I sat there listening, quite stunned at what I was hearing. I have been keeping a check, more recently, on not being overly critical of sermons that I hear in the pulpit. I’ve been getting into a somewhat bad habit of critiquing sermons that I’ve been hearing AND not allowing any part of the sermon to challenge/rebuke/encourage me. So my thinking has changed from, “What did you think of today’s sermon?” to “What did you get out of today’s sermon?”.

However, although I’ve blogged about this issue before, I think we should be reminded that whatever is said during the sermon/message is fallible and open to incorrectness (for lack of a better word). Therefore anything which is said in the pulpit should not be simply be regarded as fine/good/solid/correct. It needs to be compared with what the bible actually says and we need to do the hard work to properly understand the bible for ourselves.

And so I was left with a number of thoughts from today’s message which go as follows:

  • The final application drawn from the above passage was essentially regarding evangelism and missions. However, I thought this application (whilst a possibly minor application point) is not the main emphasis of the text.
  • Big things such as God raising a deliverer for his people and God’s revelation of His name, which I believe are central to this passage, were glossed over.
  • Mentions of Christianity and Jesus in the sermon were drawn from personal allegory, which begs the question of what the text was originally written for and how was it understood by it’s earlier pre-Christian readers.
  • Reading and teaching the bible in this way is wrong as it teaches people to see the hero in the story and to put yourself in their shoes. In this instance we can see how this model of reading the bible fails miserably:
    • Moses is a specific person in a specific time in a specific space. So unless we have been called by God through a burning bush, the commands given to Moses should remain as commands to Moses (and not to us).

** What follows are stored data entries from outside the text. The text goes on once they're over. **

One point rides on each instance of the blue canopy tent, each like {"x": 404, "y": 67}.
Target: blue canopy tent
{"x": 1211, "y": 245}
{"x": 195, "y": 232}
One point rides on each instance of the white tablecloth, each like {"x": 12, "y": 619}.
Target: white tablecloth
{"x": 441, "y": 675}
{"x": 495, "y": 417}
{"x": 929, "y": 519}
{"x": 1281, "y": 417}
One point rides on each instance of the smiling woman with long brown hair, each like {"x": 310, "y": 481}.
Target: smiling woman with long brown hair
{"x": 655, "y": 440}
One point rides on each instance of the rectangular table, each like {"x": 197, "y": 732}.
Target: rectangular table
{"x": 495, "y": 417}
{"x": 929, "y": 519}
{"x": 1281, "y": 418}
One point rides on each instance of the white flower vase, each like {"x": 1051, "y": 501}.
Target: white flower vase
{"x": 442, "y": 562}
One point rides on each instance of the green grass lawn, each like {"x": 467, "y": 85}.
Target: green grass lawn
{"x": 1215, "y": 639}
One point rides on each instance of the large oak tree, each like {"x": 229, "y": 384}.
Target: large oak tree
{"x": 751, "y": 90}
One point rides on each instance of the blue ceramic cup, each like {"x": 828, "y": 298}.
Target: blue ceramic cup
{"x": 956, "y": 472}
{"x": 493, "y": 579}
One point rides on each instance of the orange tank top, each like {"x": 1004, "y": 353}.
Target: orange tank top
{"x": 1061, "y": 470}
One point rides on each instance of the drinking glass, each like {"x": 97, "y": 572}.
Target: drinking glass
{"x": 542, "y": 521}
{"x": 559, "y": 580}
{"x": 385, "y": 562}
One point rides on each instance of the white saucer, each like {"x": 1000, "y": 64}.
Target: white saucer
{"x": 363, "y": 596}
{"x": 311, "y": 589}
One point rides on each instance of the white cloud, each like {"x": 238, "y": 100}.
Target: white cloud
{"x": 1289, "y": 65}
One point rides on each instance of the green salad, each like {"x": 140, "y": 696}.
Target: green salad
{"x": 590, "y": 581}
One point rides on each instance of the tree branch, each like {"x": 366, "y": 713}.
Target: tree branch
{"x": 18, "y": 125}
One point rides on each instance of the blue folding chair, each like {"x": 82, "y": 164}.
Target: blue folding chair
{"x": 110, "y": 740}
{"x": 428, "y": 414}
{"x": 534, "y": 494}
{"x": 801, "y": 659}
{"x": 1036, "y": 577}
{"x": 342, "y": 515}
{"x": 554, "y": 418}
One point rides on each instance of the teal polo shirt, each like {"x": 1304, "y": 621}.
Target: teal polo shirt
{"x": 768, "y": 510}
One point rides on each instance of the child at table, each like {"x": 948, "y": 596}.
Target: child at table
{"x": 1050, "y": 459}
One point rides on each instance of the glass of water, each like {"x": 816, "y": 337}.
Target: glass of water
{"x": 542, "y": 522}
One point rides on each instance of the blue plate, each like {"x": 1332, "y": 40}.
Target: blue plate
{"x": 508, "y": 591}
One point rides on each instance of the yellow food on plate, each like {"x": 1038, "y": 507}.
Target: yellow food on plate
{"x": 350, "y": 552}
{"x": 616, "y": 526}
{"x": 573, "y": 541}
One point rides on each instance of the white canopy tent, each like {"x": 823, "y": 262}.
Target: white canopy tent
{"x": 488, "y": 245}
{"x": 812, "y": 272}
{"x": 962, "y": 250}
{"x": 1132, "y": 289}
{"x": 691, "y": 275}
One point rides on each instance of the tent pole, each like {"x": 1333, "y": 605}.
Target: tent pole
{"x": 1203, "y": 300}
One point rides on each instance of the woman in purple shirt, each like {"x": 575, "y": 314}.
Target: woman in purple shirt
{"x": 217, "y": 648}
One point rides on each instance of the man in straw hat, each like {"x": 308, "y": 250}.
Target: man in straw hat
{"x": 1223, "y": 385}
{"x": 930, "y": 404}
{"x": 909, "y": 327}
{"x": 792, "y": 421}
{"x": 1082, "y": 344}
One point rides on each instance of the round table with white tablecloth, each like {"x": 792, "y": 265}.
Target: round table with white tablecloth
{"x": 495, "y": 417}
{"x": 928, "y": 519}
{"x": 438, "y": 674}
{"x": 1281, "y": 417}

    • Moses is later called a ‘great prophet’ – we, Christians living in 2006AD, have never been (and never will be) called ‘great prophet’s.

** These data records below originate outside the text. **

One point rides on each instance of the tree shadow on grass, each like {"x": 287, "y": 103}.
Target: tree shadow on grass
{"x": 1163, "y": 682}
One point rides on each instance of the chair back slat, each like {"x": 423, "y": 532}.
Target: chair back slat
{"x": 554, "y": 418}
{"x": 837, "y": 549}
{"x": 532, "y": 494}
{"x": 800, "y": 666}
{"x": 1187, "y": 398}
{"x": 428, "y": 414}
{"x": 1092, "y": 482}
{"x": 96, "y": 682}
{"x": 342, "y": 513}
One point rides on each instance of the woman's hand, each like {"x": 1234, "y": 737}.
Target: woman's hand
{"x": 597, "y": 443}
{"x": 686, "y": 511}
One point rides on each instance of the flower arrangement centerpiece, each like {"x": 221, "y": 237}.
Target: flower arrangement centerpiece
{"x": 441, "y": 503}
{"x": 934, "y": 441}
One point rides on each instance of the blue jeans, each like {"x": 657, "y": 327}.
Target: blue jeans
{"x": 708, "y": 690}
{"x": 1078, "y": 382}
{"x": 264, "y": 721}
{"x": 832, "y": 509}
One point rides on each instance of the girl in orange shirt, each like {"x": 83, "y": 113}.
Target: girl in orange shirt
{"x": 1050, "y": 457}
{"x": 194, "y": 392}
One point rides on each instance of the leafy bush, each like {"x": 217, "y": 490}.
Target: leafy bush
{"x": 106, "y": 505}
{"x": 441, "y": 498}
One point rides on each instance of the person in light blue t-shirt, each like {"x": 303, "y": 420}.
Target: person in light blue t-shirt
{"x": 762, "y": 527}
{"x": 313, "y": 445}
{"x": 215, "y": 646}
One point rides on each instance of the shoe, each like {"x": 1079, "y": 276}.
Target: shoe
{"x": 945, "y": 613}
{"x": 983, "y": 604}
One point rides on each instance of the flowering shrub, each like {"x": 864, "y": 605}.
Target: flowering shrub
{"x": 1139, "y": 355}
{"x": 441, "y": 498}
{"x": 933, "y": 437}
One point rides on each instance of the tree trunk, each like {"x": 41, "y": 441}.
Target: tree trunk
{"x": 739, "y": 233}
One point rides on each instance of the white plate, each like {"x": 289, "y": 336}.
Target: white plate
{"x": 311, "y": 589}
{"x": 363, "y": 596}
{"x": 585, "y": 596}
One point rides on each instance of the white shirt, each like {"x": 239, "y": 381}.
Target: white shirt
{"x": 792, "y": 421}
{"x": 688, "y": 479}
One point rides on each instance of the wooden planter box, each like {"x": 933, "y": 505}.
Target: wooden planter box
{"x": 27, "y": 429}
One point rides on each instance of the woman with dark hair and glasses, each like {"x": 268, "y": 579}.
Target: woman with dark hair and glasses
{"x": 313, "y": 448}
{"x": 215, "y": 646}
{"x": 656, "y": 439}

    • Moses was an Israelite, most people reading this blog, and also reading the passage today, will be Gentiles.
    • Later in the chapter God nearly kills Moses for not being circumcised. What are we to make of this? Are we to be circumcised as well?

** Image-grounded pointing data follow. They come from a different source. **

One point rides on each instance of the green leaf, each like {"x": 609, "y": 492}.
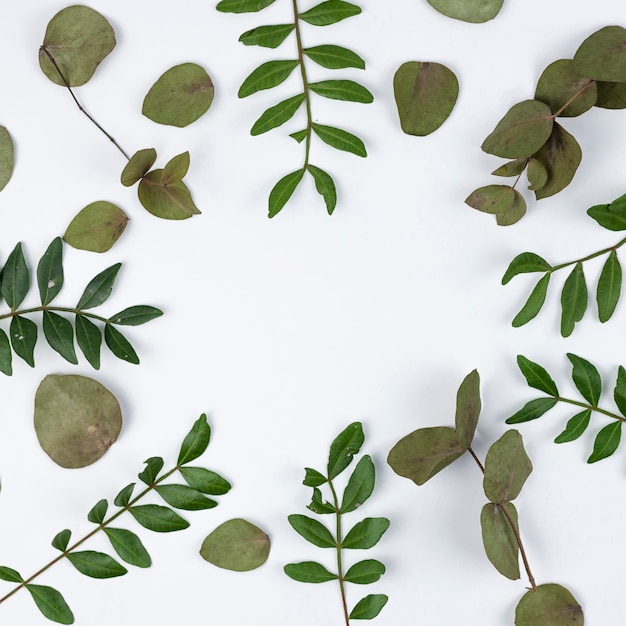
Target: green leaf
{"x": 532, "y": 410}
{"x": 606, "y": 442}
{"x": 50, "y": 272}
{"x": 205, "y": 481}
{"x": 51, "y": 604}
{"x": 236, "y": 545}
{"x": 23, "y": 333}
{"x": 282, "y": 191}
{"x": 184, "y": 497}
{"x": 522, "y": 131}
{"x": 138, "y": 166}
{"x": 574, "y": 299}
{"x": 334, "y": 57}
{"x": 267, "y": 36}
{"x": 277, "y": 115}
{"x": 180, "y": 96}
{"x": 15, "y": 278}
{"x": 153, "y": 466}
{"x": 586, "y": 378}
{"x": 119, "y": 345}
{"x": 312, "y": 530}
{"x": 128, "y": 546}
{"x": 576, "y": 426}
{"x": 425, "y": 452}
{"x": 533, "y": 304}
{"x": 340, "y": 139}
{"x": 325, "y": 187}
{"x": 158, "y": 518}
{"x": 360, "y": 485}
{"x": 195, "y": 442}
{"x": 98, "y": 512}
{"x": 425, "y": 95}
{"x": 468, "y": 407}
{"x": 96, "y": 564}
{"x": 96, "y": 227}
{"x": 560, "y": 83}
{"x": 89, "y": 340}
{"x": 507, "y": 467}
{"x": 536, "y": 376}
{"x": 369, "y": 606}
{"x": 347, "y": 90}
{"x": 76, "y": 419}
{"x": 601, "y": 55}
{"x": 99, "y": 288}
{"x": 343, "y": 448}
{"x": 79, "y": 39}
{"x": 365, "y": 572}
{"x": 266, "y": 76}
{"x": 60, "y": 335}
{"x": 548, "y": 605}
{"x": 309, "y": 572}
{"x": 329, "y": 12}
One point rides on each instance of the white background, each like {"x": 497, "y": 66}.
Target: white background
{"x": 284, "y": 331}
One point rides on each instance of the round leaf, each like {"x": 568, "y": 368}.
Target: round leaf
{"x": 76, "y": 419}
{"x": 237, "y": 545}
{"x": 78, "y": 39}
{"x": 180, "y": 96}
{"x": 425, "y": 96}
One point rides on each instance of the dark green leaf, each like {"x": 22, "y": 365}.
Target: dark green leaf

  • The last point shows the inconsistency of a character study (studying a biblical character and taking all their good points on board and ‘learning’ from their bad points).
  • Good intentions of the preacher, in the end, are not good enough. It is not enough to draw what you think/want from a passage, people need to hear what the original author intended when they wrote the thing in the first place. Imagine how frustrated you would feel if you wrote a letter to someone and 50 years later people are quoting bits of that letter out of context or twisting the meaning to suit their own purposes. To put it another way – if the original writer of the text was sitting in the congregation as you gave that message would they agree with you in the end?

So it’s easy enough to identify things which were wrong/inappropriate in this sermon. I’m now going to do some thinking about this passage and come back with some ideas of what we, as Christians living in 2006AD, are meant to draw from this incredible passage.